= Valamram =

Indian saint (1824–1886)

Valamram (1824–1886) was a prominent Hindu saint and social reformer of the 19th century. He was a disciple of Bhoja Bhagat. He lived in Gariadhar. He was Guru-Bhai of Jalaram of Virpur.
== Early life ==
Valam was born in 1824 a member of the Kunbi caste to Lavaji Narayan Katrodia and Jabai. As a young man he met Bhoja Bhagat of Fatehpur, who had earlier appeared in his dreams. Bhoja Bhagat made him his disciple and gave him the kanthi and name of Valamram.

== Career ==
He started Sadavrat, a free feeding center at Gariadhar in 1870. He took live samadhi in 1886. As per promise by Valamram, the Dhwaja is hoisted atop Bhoja Bhagat's ashram at Fatehpur, on the latter's birthday. The Dhwaja is sent from Gariadhar by Valamram's Ashram The Ashram and feeding center started by him in Gariadhar, is still operating.

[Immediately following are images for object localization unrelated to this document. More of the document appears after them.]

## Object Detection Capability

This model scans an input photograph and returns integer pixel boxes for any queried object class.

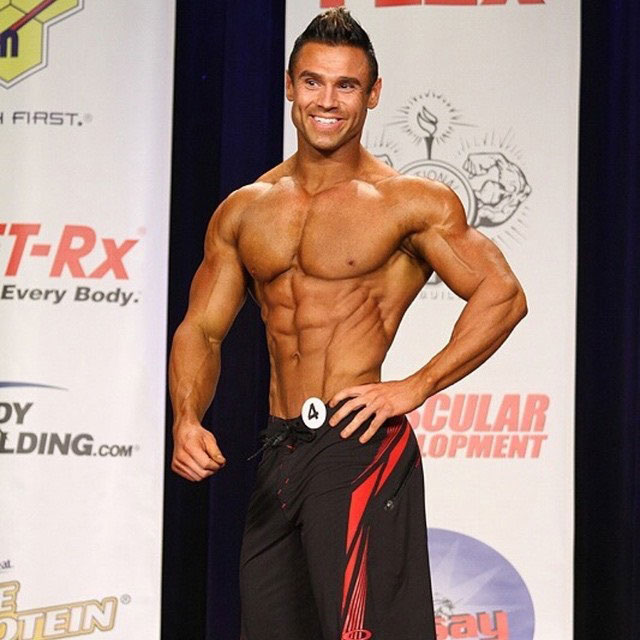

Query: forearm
[169,320,220,428]
[410,276,527,399]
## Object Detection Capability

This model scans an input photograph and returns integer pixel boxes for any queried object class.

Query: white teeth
[313,116,338,124]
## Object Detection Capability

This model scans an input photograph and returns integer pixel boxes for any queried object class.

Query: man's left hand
[328,379,426,443]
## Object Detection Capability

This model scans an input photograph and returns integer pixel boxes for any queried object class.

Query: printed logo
[0,223,142,307]
[0,383,139,458]
[0,223,139,279]
[0,0,84,89]
[407,393,550,459]
[428,528,535,640]
[367,91,531,290]
[0,580,120,639]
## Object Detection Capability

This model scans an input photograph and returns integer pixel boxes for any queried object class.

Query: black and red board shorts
[240,400,436,640]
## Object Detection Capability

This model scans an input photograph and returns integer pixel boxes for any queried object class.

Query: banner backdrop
[0,2,174,639]
[285,2,578,639]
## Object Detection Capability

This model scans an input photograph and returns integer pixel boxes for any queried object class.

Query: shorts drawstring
[246,420,317,461]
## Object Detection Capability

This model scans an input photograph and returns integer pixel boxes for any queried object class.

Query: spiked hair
[288,8,379,92]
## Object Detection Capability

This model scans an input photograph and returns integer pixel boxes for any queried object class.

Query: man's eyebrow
[336,75,362,87]
[299,70,322,81]
[298,70,362,87]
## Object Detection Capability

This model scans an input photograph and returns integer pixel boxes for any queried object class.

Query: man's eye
[339,83,354,90]
[305,79,318,86]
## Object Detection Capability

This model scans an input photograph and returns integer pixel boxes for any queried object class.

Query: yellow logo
[0,0,83,89]
[0,581,118,639]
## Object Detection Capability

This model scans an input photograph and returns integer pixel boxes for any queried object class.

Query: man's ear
[285,70,294,102]
[367,77,382,109]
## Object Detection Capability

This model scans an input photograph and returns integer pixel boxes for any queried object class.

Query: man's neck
[292,136,367,195]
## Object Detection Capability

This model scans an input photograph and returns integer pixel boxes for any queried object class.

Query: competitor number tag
[301,396,326,429]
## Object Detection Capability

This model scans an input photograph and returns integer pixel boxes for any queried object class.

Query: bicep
[183,212,247,343]
[410,189,521,301]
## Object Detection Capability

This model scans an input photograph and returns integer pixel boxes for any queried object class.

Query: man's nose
[316,85,339,110]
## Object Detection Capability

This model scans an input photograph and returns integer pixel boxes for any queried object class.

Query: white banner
[0,2,174,639]
[285,2,578,639]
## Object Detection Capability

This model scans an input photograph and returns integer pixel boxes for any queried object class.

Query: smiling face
[286,42,381,155]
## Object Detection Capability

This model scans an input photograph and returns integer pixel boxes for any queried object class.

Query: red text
[408,393,551,459]
[436,611,509,640]
[0,223,139,279]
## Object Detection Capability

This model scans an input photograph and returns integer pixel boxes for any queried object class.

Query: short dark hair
[288,8,379,92]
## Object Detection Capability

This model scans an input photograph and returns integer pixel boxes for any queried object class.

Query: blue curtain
[163,1,640,638]
[162,2,283,639]
[575,2,639,638]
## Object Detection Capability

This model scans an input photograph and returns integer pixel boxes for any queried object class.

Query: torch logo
[0,0,84,89]
[367,91,532,285]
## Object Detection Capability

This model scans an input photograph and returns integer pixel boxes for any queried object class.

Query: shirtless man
[169,8,527,640]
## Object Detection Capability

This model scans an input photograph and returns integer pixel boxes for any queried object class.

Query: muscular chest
[238,183,405,283]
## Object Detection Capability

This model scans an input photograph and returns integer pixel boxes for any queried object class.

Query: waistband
[266,403,337,431]
[247,399,341,461]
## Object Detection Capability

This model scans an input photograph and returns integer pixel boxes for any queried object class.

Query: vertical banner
[0,2,174,639]
[286,2,578,639]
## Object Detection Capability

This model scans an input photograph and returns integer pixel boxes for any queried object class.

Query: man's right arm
[169,195,248,482]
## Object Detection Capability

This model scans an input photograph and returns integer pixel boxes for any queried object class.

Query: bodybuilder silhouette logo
[367,91,531,285]
[0,0,84,89]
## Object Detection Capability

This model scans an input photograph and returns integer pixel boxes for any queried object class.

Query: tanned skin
[169,42,527,482]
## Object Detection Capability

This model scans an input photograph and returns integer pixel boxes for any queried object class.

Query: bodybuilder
[169,9,527,640]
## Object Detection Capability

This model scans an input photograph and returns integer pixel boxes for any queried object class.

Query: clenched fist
[171,420,226,482]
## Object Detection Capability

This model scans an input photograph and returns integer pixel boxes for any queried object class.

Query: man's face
[286,42,381,154]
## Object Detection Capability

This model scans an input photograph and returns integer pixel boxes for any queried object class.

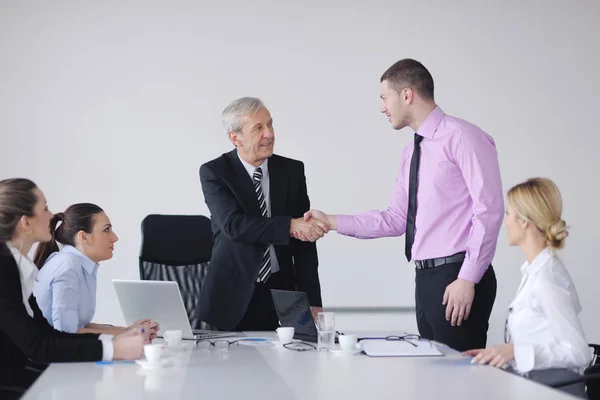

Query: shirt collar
[520,247,553,276]
[416,106,445,139]
[6,241,38,280]
[6,241,38,317]
[236,151,269,180]
[62,245,99,276]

In January, 2012, more than 150 year-old four metal idols of Sri Krishna of religious significance, were stolen from the Ashram. A folk-tale relates that two of the idols were presented to Valamramji by Lord Krishna, when he gave darshan to him. These idols were installed in temple inside the ashram by Valamramji himself. The other two idols were installed by Mahantas, who succeeded the ashram's gadi, after Valamram's demise. One day after the theft the idols were found lying inside a bag, left at the ashram's gate. Two metal idols were found broken and two intact. A procession was held to celebrate their return.